The applicability of the CAST results to other populations (e.g., those without recent myocardial infarction) is uncertain. Considering the known proarrhythmic properties of Ethmozine and the lack of evidence of improved survival for any antiarrhythmic drug in patients without life-threatening arrhythmias, the use of Ethmozine, as well as other antiarrhythmic agents, should be reserved for patients with life-threatening ventricular arrhythmias.

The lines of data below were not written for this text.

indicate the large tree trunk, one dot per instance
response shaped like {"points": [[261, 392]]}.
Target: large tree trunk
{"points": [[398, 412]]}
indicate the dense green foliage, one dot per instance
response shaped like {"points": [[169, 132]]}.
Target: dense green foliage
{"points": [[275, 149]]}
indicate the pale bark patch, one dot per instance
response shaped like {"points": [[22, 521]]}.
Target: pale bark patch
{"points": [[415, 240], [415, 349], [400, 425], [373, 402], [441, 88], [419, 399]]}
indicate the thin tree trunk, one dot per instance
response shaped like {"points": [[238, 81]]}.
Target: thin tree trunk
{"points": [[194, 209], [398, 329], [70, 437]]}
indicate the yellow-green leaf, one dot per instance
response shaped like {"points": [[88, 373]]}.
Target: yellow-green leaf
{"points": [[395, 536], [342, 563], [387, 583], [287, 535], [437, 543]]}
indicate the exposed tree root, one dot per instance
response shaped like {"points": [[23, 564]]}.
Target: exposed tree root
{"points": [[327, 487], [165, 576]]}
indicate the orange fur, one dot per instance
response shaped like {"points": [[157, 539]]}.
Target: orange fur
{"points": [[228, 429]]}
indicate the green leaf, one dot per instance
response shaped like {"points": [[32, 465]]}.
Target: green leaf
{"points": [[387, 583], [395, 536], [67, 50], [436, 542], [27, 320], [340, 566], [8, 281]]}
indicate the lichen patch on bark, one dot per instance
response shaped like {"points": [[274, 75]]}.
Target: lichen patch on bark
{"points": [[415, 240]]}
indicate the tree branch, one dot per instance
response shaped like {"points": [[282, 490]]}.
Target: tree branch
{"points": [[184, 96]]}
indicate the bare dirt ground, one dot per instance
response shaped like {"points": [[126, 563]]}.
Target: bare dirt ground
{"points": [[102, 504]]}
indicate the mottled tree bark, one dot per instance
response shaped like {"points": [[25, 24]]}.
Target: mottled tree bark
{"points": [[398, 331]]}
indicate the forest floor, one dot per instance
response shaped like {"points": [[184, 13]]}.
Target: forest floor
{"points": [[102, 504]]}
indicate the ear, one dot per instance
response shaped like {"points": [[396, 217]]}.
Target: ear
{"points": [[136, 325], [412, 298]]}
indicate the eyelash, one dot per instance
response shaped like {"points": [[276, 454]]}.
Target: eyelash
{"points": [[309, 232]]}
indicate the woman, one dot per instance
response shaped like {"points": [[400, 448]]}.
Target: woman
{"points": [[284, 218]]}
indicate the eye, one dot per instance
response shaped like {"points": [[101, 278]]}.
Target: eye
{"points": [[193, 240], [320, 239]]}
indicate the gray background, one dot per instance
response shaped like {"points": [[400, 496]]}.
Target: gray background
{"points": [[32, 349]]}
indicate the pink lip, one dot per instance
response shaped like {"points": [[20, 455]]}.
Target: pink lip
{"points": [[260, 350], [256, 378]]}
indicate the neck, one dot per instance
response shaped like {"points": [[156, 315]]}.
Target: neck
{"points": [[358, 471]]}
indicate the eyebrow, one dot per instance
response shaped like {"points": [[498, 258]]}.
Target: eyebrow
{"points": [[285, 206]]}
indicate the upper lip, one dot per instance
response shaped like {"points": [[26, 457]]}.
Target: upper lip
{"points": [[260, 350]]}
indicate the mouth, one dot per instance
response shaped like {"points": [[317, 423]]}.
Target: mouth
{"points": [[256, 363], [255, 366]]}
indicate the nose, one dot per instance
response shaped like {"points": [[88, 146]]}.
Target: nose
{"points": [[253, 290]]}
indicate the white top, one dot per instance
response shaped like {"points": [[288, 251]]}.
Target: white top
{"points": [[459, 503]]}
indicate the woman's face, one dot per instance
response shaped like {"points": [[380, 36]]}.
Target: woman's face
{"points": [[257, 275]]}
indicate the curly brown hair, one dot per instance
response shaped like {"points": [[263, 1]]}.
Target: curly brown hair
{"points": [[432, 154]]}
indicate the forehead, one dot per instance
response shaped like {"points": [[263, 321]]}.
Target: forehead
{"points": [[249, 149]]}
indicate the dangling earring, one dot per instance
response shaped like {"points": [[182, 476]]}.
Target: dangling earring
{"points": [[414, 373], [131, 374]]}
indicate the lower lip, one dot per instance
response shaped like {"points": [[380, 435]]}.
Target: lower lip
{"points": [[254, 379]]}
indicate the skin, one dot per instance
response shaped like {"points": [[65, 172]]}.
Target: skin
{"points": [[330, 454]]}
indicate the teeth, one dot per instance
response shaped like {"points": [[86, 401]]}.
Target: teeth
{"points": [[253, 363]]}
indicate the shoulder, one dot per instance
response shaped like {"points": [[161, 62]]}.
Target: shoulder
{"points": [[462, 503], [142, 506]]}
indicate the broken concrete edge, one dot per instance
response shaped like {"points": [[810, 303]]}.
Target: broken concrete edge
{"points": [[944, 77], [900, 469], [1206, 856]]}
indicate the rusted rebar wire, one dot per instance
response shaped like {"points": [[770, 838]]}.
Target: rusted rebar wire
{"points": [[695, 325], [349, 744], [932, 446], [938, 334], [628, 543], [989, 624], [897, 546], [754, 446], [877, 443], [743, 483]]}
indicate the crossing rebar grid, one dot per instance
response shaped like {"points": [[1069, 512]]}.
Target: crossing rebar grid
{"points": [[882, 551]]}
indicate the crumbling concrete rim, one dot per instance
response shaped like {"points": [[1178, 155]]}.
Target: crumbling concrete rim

The most serious adverse reaction reported for Ethmozine is proarrhythmia. Other reactions which have led to discontinuation include ECG abnormalities (conduction defects, sinus pause, junctional rhythm or atrioventricular block), congestive heart failure, cardiac death, dizziness, anxiety, drug fever, urinary retention, blurred vision, gastrointestinal upset, and rash. Common adverse events include dizziness, nausea, headache, fatigue, palpitations, dyspnea, sustained ventricular tachycardia, hypesthesias, abdominal pain, dyspepsia, vomiting sweating, cardiac chest pain, asthenia, nervousness, paresthesias, congestive heart failure, musculoskeletal pain, diarrhea, dry mouth, cardiac death, sleep disorders and blurred vision.